T.L.O. established a more lenient standard of “reasonable suspicion” for determining the legality of a search in the school setting.  Reasonable suspicion equates to “a moderate chance of finding evidence of wrongdoing.”  In light of information Wilson had received from staff and other students, Marisa’s statement that the pills came from respondent was sufficient to justify a search of respondent’s backpack and outer clothing, where she could reasonably be suspected of carrying them.  However, the humiliating strip search that “necessarily exposed her breasts and pelvic area to some degree” was “categorically distinct” and required greater justification—“the content of the suspicion failed to match the degree of intrusion.”  There was nothing to suggest the power or quantity of the drugs posed a real danger to students or that respondent was carrying pills in her underwear.

However, a school official searching a student is “entitled to qualified immunity where clearly established law does not show that the search violated the Fourth Amendment.”  Lower courts have been sufficiently divided on how to apply the T.L.O. standard to require immunity for the school officials here.

Stevens and Ginsburg concurred in part and dissented in part, arguing that the unconstitutional strip search violated clearly established law in T.L.O. and the assistant principal should therefore have not been granted qualified immunity.  Stevens asserted that divergence of views among courts does not justify extending qualified immunity with respect to already established constitutional law (only the future course of such law).
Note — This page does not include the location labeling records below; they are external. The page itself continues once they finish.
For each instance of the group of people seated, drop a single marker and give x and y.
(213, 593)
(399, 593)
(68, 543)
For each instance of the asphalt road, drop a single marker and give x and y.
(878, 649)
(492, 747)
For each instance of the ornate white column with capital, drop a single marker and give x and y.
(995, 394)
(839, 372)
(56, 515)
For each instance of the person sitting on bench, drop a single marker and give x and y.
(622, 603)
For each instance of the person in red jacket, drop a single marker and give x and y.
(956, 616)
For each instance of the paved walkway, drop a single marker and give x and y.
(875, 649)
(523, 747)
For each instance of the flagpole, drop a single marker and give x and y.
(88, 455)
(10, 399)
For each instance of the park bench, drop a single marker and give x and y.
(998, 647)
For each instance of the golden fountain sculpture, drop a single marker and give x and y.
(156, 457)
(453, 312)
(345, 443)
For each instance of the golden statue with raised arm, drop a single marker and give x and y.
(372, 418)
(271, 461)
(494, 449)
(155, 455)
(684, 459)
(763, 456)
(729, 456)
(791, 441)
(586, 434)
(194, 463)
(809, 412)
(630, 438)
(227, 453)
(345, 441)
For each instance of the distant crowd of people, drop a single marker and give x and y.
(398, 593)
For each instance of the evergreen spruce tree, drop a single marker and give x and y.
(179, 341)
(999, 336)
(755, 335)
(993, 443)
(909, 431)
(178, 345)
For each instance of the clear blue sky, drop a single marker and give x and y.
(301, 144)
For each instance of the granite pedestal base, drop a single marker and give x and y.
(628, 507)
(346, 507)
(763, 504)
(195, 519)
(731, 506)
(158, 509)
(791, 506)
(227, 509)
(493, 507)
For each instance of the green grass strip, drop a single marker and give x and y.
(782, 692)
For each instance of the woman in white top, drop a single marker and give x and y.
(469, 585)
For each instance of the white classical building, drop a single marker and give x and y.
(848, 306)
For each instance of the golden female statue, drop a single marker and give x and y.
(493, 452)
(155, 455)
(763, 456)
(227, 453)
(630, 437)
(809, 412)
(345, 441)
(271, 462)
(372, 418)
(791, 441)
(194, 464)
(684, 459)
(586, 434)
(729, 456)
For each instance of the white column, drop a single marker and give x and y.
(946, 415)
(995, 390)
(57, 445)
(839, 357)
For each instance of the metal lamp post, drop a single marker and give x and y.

Thomas concurred in part and dissented in part, arguing that the search was constitutional, and that courts should apply the in loco parentis doctrine to such cases.  He denied that under T.L.O. the school needed any greater level of suspicion to conduct a strip search of respondent than to search her bag and outer clothing—it was reasonable to conclude she was hiding the pills in a place nobody would look.  Thomas also argued that the majority improperly considered the importance of the school rule at issue in its Fourth Amendment analysis.